Metabolic Reprogramming and Host Tolerance: A Novel Concept to Understand Sepsis-Associated AKI

Abstract

Acute kidney injury (AKI) is a frequent complication of sepsis that increases mortality and the risk of progression to chronic kidney disease. However, the mechanisms leading to sepsis-associated AKI are still poorly understood. The recognition that sepsis induces organ dysfunction in the absence of overt necrosis or apoptosis has led to the consideration that tubular epithelial cells (TEC) may deploy defense mechanisms to survive the insult. This concept dovetails well with the notion that the defense against infection does not only depend on the capacity of the immune system to limit the microbial load (known as resistance), but also on the capacity of cells and tissues to limit tissue injury (known as tolerance). In this review, we discuss the importance of TEC metabolic reprogramming as a defense strategy during sepsis, and how this cellular response is likely to operate through a tolerance mechanism. We discuss the fundamental role of specific regulatory nodes and of mitochondria in orchestrating this response, and how this opens avenues for the exploration of targeted therapeutic strategies to prevent or treat sepsis-associated AKI.

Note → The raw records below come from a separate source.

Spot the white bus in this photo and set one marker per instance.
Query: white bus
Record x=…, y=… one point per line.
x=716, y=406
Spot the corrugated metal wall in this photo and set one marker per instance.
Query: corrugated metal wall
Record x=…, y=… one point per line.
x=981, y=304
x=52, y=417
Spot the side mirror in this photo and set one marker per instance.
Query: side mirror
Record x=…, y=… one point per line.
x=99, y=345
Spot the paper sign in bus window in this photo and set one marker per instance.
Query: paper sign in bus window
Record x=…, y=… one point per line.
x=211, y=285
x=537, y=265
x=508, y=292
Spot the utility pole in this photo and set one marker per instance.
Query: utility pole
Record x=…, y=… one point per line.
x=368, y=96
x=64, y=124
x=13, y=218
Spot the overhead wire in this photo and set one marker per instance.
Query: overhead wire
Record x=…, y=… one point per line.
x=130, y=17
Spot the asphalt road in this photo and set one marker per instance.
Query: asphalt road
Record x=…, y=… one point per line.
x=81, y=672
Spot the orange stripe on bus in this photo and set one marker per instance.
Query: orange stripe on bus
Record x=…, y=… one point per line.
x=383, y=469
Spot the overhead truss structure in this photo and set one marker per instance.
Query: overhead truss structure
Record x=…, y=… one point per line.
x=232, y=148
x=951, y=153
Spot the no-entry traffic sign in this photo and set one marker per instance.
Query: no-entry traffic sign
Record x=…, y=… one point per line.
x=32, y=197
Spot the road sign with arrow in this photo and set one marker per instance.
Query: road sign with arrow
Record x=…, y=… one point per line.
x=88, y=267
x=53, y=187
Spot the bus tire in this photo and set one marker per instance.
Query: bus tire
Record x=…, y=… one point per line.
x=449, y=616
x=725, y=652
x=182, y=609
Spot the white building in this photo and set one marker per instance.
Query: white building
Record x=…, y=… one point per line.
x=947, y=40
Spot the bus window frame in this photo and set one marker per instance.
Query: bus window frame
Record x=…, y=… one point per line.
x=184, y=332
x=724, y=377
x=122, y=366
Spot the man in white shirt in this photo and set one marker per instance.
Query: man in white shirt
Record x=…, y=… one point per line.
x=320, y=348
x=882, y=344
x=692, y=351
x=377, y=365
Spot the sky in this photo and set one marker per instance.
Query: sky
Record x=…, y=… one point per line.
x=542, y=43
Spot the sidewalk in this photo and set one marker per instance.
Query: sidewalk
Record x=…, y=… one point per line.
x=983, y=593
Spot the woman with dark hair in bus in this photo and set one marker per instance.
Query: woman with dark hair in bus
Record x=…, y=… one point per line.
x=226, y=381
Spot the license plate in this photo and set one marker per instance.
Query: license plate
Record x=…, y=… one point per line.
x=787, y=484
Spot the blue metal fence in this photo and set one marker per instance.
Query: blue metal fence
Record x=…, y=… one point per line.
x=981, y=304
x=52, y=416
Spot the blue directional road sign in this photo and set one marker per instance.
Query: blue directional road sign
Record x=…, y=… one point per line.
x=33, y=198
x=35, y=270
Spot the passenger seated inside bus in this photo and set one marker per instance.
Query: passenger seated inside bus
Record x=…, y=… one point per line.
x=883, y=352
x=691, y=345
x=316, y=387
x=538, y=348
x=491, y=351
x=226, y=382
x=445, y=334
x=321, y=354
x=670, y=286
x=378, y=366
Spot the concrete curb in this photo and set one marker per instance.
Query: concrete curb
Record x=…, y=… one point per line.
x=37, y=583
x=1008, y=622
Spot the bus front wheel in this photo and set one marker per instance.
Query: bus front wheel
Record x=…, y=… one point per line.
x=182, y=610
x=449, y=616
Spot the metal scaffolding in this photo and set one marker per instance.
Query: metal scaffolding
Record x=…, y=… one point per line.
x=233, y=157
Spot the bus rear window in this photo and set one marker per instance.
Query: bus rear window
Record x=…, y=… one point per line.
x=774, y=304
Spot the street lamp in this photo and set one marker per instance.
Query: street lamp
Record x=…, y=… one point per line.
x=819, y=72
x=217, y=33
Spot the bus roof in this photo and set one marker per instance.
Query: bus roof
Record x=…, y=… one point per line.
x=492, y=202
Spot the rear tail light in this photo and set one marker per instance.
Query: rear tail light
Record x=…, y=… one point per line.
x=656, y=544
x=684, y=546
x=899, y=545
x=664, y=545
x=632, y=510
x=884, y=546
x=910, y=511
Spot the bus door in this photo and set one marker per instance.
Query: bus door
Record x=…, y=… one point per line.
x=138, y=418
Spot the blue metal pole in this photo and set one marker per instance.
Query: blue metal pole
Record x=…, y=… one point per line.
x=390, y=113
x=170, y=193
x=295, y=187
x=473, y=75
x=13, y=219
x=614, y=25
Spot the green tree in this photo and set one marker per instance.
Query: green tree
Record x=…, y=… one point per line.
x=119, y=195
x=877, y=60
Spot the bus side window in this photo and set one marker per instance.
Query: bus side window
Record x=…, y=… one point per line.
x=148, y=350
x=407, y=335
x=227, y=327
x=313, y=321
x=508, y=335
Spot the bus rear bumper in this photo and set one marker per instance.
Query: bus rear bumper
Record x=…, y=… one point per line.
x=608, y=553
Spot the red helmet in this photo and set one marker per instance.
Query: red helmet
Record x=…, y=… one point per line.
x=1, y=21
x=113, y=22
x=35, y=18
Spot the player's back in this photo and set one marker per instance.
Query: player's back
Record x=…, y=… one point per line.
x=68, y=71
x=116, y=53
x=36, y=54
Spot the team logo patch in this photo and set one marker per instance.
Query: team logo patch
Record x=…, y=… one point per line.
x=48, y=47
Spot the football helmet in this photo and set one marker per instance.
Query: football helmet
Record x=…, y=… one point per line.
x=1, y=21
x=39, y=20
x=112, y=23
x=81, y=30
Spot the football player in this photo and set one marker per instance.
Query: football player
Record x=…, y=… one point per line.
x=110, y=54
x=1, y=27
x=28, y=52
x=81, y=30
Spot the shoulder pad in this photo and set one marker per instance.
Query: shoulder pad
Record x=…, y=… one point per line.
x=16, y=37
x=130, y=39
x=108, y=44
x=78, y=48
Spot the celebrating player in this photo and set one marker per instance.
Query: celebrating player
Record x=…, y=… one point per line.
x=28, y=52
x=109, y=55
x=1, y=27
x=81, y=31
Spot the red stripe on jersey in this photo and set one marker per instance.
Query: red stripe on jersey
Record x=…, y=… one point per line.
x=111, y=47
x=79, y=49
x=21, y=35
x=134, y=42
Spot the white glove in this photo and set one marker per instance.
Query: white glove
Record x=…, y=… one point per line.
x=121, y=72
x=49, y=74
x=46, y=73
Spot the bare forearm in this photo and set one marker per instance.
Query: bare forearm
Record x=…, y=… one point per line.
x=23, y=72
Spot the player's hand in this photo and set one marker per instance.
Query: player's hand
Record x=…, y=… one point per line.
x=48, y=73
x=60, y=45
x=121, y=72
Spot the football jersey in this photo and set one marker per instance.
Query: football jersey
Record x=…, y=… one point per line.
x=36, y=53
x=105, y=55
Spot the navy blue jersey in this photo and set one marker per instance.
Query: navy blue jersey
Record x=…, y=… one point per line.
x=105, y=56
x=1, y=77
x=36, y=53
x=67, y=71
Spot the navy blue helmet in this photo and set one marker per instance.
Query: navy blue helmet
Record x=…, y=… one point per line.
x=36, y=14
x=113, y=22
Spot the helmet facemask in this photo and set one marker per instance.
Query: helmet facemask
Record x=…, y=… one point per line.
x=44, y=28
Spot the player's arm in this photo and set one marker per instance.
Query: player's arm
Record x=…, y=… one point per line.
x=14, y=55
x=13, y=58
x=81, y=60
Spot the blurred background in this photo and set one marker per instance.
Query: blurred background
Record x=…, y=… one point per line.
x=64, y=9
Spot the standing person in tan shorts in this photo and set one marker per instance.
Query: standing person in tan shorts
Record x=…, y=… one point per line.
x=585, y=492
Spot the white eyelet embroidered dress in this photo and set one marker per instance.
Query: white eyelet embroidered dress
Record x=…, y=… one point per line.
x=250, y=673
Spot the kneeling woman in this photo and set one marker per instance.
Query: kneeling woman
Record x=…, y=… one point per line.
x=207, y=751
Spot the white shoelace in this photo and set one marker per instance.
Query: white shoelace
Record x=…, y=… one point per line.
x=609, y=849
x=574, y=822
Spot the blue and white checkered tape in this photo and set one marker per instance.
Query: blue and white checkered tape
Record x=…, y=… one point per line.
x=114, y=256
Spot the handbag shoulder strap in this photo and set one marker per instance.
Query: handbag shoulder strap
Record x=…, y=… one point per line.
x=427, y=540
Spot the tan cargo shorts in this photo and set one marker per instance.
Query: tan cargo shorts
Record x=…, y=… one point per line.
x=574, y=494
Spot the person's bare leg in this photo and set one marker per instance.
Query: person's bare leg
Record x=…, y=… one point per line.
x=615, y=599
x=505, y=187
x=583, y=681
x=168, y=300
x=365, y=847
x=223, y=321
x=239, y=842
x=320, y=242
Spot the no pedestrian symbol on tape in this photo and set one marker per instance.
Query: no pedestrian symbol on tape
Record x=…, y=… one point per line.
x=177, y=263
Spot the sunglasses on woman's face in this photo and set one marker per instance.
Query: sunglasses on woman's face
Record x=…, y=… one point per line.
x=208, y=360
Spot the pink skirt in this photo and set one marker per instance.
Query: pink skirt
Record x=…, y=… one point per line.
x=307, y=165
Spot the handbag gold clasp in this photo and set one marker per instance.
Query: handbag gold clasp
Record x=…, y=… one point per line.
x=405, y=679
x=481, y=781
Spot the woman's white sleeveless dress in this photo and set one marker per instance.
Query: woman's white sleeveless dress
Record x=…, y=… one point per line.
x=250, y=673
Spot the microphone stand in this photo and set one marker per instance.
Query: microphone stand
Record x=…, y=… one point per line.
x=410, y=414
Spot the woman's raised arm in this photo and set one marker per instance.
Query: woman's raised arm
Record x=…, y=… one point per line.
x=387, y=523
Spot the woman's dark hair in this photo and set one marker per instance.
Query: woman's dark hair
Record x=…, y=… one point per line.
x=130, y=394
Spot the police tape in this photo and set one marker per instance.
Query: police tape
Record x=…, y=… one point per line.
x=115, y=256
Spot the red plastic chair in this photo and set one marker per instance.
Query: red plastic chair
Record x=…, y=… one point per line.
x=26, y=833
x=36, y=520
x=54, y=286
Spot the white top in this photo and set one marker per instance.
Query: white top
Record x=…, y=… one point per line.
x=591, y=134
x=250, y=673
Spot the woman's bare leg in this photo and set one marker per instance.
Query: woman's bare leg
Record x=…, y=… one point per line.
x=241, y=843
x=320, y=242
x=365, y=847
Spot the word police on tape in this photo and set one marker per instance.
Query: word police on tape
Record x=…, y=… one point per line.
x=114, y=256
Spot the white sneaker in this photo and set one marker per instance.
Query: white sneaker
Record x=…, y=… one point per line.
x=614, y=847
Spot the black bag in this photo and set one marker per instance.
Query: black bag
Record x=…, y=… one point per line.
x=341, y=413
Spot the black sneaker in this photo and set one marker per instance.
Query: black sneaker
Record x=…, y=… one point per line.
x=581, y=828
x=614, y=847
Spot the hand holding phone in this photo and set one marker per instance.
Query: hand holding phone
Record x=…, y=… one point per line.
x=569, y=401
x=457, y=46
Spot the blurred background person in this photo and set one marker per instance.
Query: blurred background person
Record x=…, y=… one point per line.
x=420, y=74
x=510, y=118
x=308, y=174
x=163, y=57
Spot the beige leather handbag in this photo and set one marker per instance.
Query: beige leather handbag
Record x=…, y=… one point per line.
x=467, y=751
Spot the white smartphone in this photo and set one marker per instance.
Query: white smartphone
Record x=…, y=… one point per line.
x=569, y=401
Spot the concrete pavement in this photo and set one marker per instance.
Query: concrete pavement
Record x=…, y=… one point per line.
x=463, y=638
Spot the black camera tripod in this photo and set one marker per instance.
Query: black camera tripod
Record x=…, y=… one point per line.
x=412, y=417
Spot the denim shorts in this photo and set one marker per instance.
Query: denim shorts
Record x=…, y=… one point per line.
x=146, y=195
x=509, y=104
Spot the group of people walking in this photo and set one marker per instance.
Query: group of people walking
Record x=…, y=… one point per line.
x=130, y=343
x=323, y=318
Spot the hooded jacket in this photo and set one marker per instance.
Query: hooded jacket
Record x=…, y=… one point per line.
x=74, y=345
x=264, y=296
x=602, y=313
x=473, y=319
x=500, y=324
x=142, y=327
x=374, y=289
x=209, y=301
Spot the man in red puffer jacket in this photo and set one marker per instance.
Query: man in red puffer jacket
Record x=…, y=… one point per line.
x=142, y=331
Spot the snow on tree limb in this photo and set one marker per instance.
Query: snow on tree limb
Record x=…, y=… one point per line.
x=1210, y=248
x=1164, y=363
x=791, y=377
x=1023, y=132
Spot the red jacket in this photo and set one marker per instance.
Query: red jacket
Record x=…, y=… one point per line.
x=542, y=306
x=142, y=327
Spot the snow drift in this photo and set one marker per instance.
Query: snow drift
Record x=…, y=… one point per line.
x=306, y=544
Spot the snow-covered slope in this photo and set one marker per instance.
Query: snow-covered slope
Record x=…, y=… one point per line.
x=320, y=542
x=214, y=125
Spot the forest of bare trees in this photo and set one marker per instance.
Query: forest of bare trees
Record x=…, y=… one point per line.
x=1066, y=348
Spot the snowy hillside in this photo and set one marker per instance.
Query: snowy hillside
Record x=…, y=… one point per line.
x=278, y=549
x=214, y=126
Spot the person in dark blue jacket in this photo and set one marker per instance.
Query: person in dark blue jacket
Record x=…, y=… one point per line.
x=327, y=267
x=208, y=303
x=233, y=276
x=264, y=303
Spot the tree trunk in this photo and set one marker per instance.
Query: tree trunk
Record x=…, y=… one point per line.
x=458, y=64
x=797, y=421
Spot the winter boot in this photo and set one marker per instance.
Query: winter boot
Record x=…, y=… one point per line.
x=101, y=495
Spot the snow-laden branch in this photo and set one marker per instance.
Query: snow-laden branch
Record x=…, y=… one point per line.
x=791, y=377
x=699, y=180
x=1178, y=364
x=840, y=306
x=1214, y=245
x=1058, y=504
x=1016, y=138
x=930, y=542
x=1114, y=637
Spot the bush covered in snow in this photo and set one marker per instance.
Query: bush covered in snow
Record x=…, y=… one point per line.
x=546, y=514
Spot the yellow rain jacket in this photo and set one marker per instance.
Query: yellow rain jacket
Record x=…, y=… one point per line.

Keywords: AKI; metabolism; mitochondria; sepsis; tolerance.

Figure 1

Reaction norm demonstrating the concept of Tolerance and Resistance. (A) Host fitness is plotted against bacterial burden for two different hosts (Host A, solid line, and Host B, dashed line). As the figure shows, for the same bacterial burden (same mean pathogen load in x-axis), the health cost (i.e., the change in Host fitness) of such infection is greater for host A than for host B. The slope of the curves is representative therefore, of the Tolerance capacity of each host. (B) Host fitness is plotted against bacterial burden once again for two different hosts (Host C, solid line, and Host D, dashed line). Host C and D have the same Tolerance capacity because the slopes of the curves are identical. However, Host D has lower Resistance capacity than Host C because the mean pathogen load is higher.

Figure 2

Hypothetical scheme of the regulatory nodes driving metabolic reprogramming toward aerobic glycolysis (left panel) or oxidative phosphorylation (right panel) in the kidney tubular epithelial cell. During early inflammation, activation of HIF-1α through the Akt/mTORC1 pathway, results in the expression of PKM2 and PDHK, which inhibits the conversion of pyruvate into Acetyl CoA, and therefore its entry into the mitochondria. This early phase is followed by a late phase, where the cell returns to the default metabolic phenotype which relies on OXPHOS for energy production. This switch is led by the cooperative activation of AMPK, PGC-1α, Sirt 1 and Sirt 6. AMPK, PGC-1α and Sirt 1 are the key regulatory nodes that promote fatty acid oxidation and glucose oxidation (i.e., OXPHOS), whereas Sirt 6 may have a role in inhibiting the actions of HIF-1α on glycolytic enzyme expression. ACC, acetyl co-enzyme A carboxylase; AMP, adenosine monophosphate; ATP, adenosine triphosphate; MCP-1, monocyte chemoattractant molecule 1; NAD+, nicotinamide adenine dinucleotide (oxidized); NADH, nicotinamide adenine dinucleotide (reduced); TH17, type 17 T helper; TNF, tumor necrosis factor; Treg, regulatory T cell. Modified from ( [40] and Pool R; Gomez H; Kellum J.A; Mechanisms of Organ Dysfunction in Sepsis. Crit Care Clin. 2018 Jan, 34(1), 63–80).

Figure 3

C57/BL6 mice were exposed to either sham surgery (Sham) or cecal ligation and puncture (CLP), and were treated with the AMPK activator 5-aminoimidazole-4-carboxamide-1-β-D-ribofuranoside (AICAR), (CLP+A) or vehicle (CLP). At 24 h, the animals were sacrificed and samples were obtained to assess outcomes. For more details on the experimental design please see the Supplementary Material. There was no difference in the bacterial colony forming units (CFU) between mice treated with AICAR or vehicle in the peritoneal fluid (A) or in blood (B). In addition, there were no differences in plasma levels of interleukin-6 (IL-6) (C). These results suggest that protection through AMPK activation is independent of resistance because there was no effect on bacterial burden, and therefore, must be operating through a Tolerance mechanism. * p value < 0.05 when compared to sham.